Между тем, слушая рассказ этот, я находился в каком-то безотчетном, полусонном состоянии, так что слова хозяйки мешались в разгоряченной голове моей с бывшими
31
прежде дорожными впечатлениями. Мне казалось, что будто все еще иду я по большой дороге, и рогатые вешки по-прежнему смотрят на меня, махая на прощанье как будто своими пожелтевшими ветвями, а звонкий голос бабы нестерпимо больно врезывался в уши мои с своей печальной историей про любимицу старшую дочь и про диковинный самовар. Страшно-мучительно было мне в это время сознавать свое бессилье, а баба все будто бежит за мной и все громче и жалостнее умоляет меня помочь ей пристроить к месту дочку ее ненаглядную. ‘Кормилец, кормилец ты мой,— будто бы вопит она,— барыне там в Москве какой-нибудь потолкуй про нее. Я тебя за это чаем сейчас напою…’
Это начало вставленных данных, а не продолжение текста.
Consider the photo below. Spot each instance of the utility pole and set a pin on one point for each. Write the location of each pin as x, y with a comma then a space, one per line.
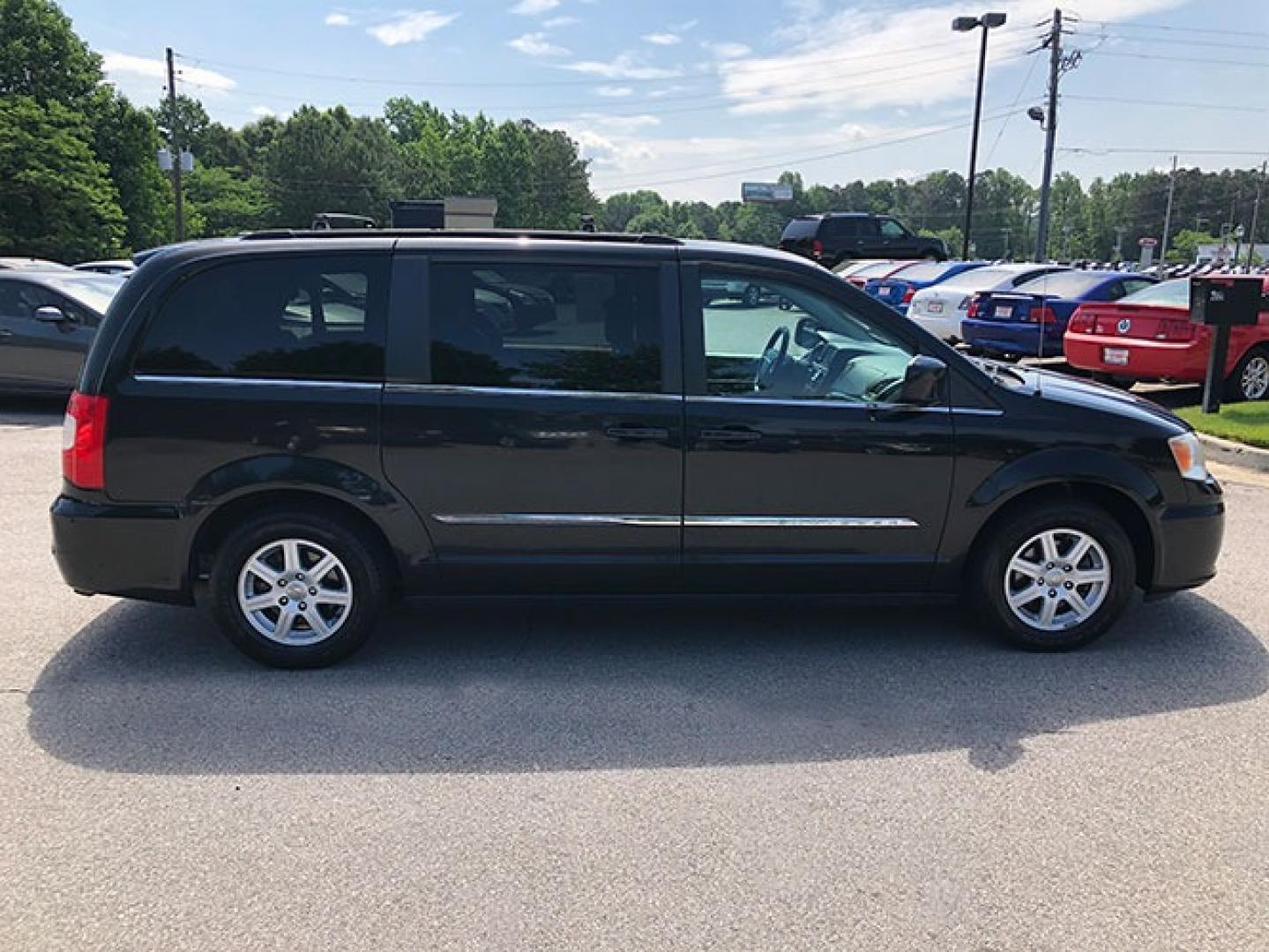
1055, 71
1255, 217
174, 144
1168, 220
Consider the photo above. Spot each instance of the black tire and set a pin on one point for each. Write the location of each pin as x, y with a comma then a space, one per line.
989, 581
1243, 384
357, 558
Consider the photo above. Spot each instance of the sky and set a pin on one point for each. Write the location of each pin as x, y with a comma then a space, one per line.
693, 97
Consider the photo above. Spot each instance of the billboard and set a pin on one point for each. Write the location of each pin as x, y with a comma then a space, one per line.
765, 191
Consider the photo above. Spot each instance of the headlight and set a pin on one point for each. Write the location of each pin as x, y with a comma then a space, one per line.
1188, 453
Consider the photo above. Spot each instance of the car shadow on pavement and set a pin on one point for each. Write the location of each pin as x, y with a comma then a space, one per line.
546, 685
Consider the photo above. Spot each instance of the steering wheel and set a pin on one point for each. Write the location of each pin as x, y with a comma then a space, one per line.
774, 355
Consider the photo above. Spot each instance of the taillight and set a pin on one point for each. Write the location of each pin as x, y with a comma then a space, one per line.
1081, 322
1042, 316
84, 442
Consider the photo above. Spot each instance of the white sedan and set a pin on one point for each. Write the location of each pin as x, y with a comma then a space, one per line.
941, 307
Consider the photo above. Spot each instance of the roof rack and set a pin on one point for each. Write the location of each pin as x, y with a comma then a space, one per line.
601, 237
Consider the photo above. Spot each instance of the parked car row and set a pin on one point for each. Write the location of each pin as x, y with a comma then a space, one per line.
1118, 324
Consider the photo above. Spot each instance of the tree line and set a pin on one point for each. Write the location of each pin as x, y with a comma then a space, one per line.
78, 175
Потом виделось мне, что то место, за которым шел я в далекую столицу, получило какой-то уродливый, человеческий образ и побежало от меня со всех ног: я, говорит, боюсь тебя. Ты за мной, говорит, в Иерусалим ступай. Нам с тобой хорошо будет там. Сам я как будто соглашался с этим, потому, что живо представилась мне тогда картина самого крайнего на свете города, нарисованная хозяйкой, около которого одно только беспредельное небо да одни только шумные волны океана неведомого и нигде не описанного. Как убитый спал я, и самым страстным желанием горела душа моя — как можно скорее видеть это место, в котором так редким удается бывать…
II
Разбитый, умоляющий голос человека разбудил меня. Из клети, которая стояла на маленьком дворе, слышно было, как голос этот плутовски, но ласкательно говорил кому-то:
— За что я тебя люблю-то, плутина ты эдакая? Отчего ты никогда из старой головы-то моей не выходишь? Вить уж знаю: не кормилица ты мне, вить уж сколько я слышал, как это мать-то вам с сестрою советы дает — отца старого по шее от дома гнать,— пьяница, дескать! А вы бы с матерью-то посмотрели, каков я только человек есть. Я вот в степь, как ты таперича полагаешь, зачем хожу? Чему, чему смеешься-то? Ты погоди смеяться-то. Небось вот как отец-то клад там отроет, бочек эдак двенадцать с золотом, ну, с серебром хошь, так вы тогда рады будете… А таперича в три рта всякому трубите: тятька
32
наш пьяница, тятька наш, как парень какой малоумный, по ночам сети птицам на полях ставит,— да вить я и в степи-то про вас не забываю, все про вас думаю: а про тебя — душа вон сейчас выйди! — больше всех вспоминаю: эка, мол, какая у меня Параша разумница народилась!.. И вот ты слушай, Параша, хошь ты мне верь, хошь не верь, а я тебе вот что скажу: вчера на Наяновом бугре (знаешь, в соснечку-то?) в самую полночь клад я видал. Свечкой он, этта, да такой светлой, таким, этта, огнем разноцветным так и горит. Я к нему, а он взял с сосны-то дерев через пяток перелетел да и говорит мне (слышь?), человек ровно, и говорит: я, говорит, здесь лежу… Я было, этта, копать сейчас, да в Махонове (побери его притка лихая!) петух, стало быть, и закричи: а огонь-то возьми да стухни. Уж тут не до перепелов мне было: всю ночь продрожал, и вить как, я тебе скажу, устал, так ты не поверишь… Вот бы таперича, Параша, ты лихая девка была, если бы, значит, тово… У матери из сундука мне бы пятиалтынный сварганила. Да ты чему, чему смеешься, дура? На вино, думаешь, прошу? Глаза лопни, не на вино, а надо, значит, струмент такой купить — клад рыть. Эхма! Всю бы я тебя матёрьем самым что ни есть лучшим завернул. Наших, мол, знай!! Во, дескать, как мы расфуфынились!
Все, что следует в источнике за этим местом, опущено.